There are plenty of ways to keep on track of what’s becoming part of baseline. Google’s Web.Dev has a monthly update on Baseline features and news, the WebDX features explorer lets you view features that are Limited Availability, Newly Available or Widely Available; and the monthly release notes cover what features have reached a new baseline status. Rick Viscomi from Google’s web performance devrel team has a more minimal timeline of features getting a Baseline status each month.

But maybe more usefully, Baseline details are showing up right inside tools. Hover over a web feature — CSS or HTML — in VS Code, and the hover card shows the Baseline status; JetBrains plans to add something similar to WebStorm.

What’s really useful is knowing which Baseline features are available to the people who use your site. You can look at Akamai’s RUM Insights to see real user measurements by country, showing which Baseline levels their browsers support — or if you have enough details about their browser usage to know which annual Baseline is a good fit, you can use the browserslist-config-baseline package or the bl2bl Baseline browserslist module to target that in tools like Autoprefixer, Babel, PostCSS, webpack and Vite. Give ESLint your baseline target and it will warn you if you’re using features newer than that (there’s an html-eslint plugin if you need more than CSS). Stylelint also has a Baseline plugin.

If you use Google Analytics, Netlify or RUMvision, you can get recommendations for which Baseline target is the best fit for your visitors, so you can decide whether you need to wait for features to reach Widely Available, or adopt features like container queries and popovers more quickly.

Useful as Baseline is, it’s not a replacement for using your own judgement on what features to adopt.

Useful as Baseline is, it’s not a replacement for using your own judgement on what features to adopt: just because your linter gives you a warning that a feature in your code isn’t in the Baseline you’re targeting, doesn’t mean you can’t use it. It just means you can tell more easily which features your users are ready for and which will take more work and testing to support.
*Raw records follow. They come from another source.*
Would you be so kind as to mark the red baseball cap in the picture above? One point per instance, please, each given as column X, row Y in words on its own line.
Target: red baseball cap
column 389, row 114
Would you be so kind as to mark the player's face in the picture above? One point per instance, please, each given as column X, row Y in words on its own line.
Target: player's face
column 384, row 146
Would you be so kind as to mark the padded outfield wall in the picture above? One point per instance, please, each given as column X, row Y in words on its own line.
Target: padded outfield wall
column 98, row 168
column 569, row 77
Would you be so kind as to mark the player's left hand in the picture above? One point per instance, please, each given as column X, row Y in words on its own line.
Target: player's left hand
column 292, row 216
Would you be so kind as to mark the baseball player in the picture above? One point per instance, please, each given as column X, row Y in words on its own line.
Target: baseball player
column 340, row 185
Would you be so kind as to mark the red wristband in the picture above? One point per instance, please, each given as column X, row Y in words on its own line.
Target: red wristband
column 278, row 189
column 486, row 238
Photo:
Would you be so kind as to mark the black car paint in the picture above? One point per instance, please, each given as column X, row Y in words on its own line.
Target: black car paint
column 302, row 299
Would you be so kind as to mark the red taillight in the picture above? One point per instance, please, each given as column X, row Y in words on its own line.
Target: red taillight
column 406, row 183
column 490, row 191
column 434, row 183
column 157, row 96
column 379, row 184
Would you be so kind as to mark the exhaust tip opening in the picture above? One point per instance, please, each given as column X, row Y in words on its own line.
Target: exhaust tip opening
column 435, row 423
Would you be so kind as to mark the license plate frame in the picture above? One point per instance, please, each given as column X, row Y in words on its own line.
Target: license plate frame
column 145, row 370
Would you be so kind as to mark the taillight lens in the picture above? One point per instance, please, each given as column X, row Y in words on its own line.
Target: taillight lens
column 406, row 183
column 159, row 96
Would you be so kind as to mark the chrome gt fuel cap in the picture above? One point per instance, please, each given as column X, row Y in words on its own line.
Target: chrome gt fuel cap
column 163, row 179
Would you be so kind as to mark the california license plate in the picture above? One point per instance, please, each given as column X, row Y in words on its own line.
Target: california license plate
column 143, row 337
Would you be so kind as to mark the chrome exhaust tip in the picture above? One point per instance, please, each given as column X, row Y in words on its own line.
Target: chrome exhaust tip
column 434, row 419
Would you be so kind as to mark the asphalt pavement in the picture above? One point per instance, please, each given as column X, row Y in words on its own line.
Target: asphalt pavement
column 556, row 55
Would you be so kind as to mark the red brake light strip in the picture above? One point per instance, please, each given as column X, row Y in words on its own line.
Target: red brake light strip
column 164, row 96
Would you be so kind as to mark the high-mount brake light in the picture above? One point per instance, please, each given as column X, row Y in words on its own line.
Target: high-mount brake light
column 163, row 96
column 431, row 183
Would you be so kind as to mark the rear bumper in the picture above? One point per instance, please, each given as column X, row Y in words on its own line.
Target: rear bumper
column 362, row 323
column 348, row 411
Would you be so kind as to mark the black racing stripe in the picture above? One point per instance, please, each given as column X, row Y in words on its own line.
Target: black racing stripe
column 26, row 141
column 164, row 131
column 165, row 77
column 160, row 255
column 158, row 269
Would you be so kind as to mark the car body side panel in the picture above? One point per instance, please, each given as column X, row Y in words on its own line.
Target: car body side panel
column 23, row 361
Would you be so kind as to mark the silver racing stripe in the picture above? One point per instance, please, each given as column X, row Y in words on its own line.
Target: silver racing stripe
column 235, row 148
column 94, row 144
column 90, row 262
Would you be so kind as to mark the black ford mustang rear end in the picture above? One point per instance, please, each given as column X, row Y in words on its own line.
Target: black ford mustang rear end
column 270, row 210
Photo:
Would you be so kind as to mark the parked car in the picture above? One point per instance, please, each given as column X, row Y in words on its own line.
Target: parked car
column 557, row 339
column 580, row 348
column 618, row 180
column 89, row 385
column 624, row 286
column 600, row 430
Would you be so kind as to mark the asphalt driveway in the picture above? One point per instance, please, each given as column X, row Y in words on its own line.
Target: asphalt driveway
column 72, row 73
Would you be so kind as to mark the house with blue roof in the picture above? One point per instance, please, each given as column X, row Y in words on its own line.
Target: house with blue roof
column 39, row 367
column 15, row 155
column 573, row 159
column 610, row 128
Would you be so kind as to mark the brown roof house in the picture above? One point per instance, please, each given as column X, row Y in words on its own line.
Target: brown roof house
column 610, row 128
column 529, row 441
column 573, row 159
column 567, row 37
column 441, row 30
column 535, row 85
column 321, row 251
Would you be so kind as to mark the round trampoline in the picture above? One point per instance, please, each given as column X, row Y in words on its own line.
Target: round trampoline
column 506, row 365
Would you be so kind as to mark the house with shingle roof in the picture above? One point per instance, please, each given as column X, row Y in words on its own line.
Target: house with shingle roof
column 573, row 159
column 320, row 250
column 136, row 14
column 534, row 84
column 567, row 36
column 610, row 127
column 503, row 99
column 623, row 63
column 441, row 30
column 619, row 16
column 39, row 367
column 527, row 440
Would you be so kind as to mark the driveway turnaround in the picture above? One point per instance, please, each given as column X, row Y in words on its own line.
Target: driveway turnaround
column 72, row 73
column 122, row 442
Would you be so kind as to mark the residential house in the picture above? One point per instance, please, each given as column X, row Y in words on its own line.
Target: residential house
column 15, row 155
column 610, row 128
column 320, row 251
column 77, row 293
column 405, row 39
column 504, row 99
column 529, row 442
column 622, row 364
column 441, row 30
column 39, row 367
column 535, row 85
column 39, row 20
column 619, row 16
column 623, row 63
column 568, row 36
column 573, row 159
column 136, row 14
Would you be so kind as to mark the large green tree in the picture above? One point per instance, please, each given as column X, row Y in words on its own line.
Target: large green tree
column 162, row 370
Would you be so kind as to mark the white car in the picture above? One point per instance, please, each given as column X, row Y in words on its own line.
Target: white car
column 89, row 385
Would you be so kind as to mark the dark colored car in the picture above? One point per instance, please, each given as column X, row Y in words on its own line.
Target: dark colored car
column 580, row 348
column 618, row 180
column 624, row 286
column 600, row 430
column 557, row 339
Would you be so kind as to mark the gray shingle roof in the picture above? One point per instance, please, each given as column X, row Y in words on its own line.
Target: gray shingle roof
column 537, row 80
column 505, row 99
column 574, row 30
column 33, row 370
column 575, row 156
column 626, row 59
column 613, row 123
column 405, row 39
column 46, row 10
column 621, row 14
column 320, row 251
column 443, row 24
“We’re seeing very rapid growth in developers’ awareness of what Baseline is,” Brosset agrees. “The word itself is filling a gap in how developers have been talking about the platform. It’s a reassuring flag that helps them make quicker decisions. We’re seeing more and more mentions of Baseline on blogs, social media, and conference talks. Baseline is giving developers a new way to talk about the web platform, which seems to resonate very well with them.”